Valentines tradition provides love and embarrassment

Gabby Messina, Staff Reporter and Times Picayune Correspondent

Valentine’s Day is rather notorious for the sappy love letters, bouquets of red roses, and the big, heart-shaped boxes of chocolate meant to impress that special someone. Here at Northlake, however, things are done a bit differently.

Every year, a group of junior boys goes class to class to serenade unsuspecting teachers and students with passionate love songs. This year’s most popular song choice? “My Girl” by The Temptations.

“Being sung to was pretty awkward, but it was also really funny,” voiced Northlake junior Lauren Allison.

The boys were all dressed in their finest attire, complete with obnoxious sunglasses and for the gifted few, guitars.

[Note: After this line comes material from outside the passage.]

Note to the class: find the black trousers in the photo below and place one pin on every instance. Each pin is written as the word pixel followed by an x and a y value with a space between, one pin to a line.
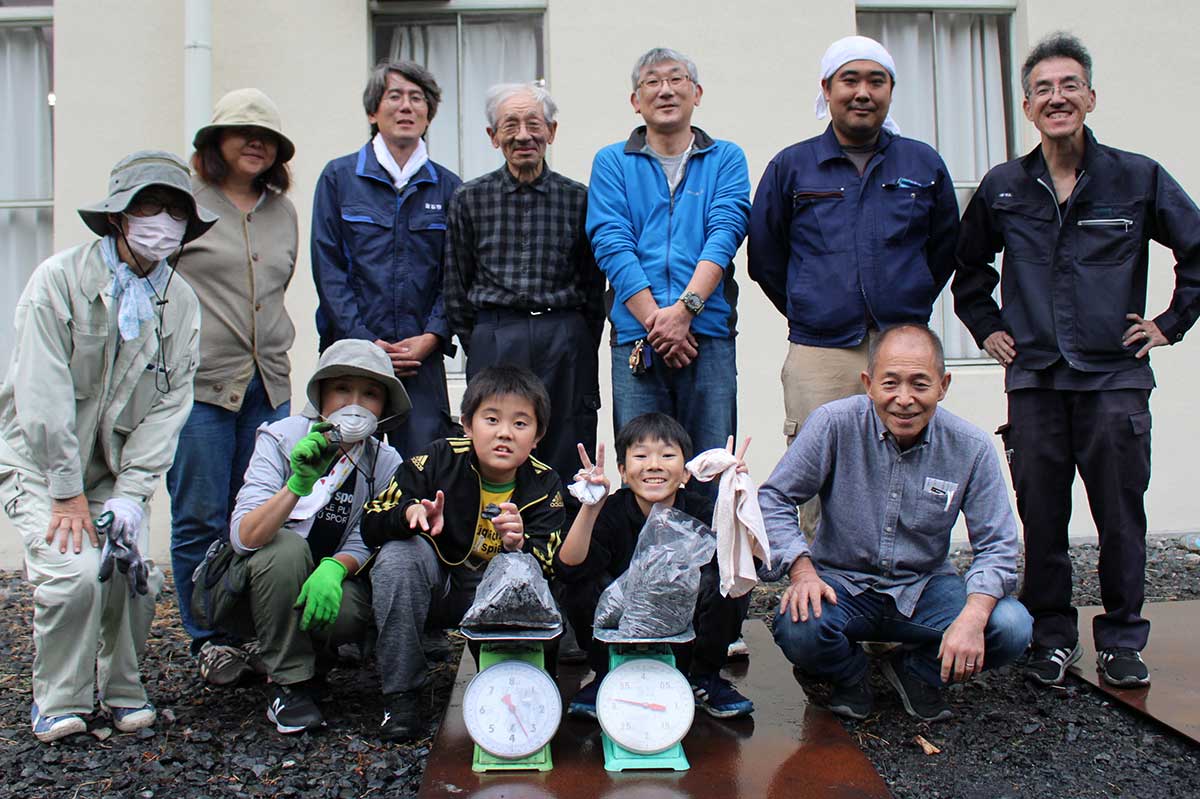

The Singing Telegrams, as the students call them, were rather successful this year, leaving its victims stunned and red-faced.

Another comical, but less popular tradition, is the reading of a love letter or poem over the school intercom by Northlake’s renown Administrative Assistant Myra Catledge. This year, however, new teacher Betty Porter filled in her place to read a poem to current junior Kathryn Broussard.

The most enjoyable of these lovely traditions was the distribution of chocolate bars and cookies donated by a family of the school. Students do have to pay in order to receive these Valentine’s Day Grams. All proceeds go towards funding the senior prom in April of 2018.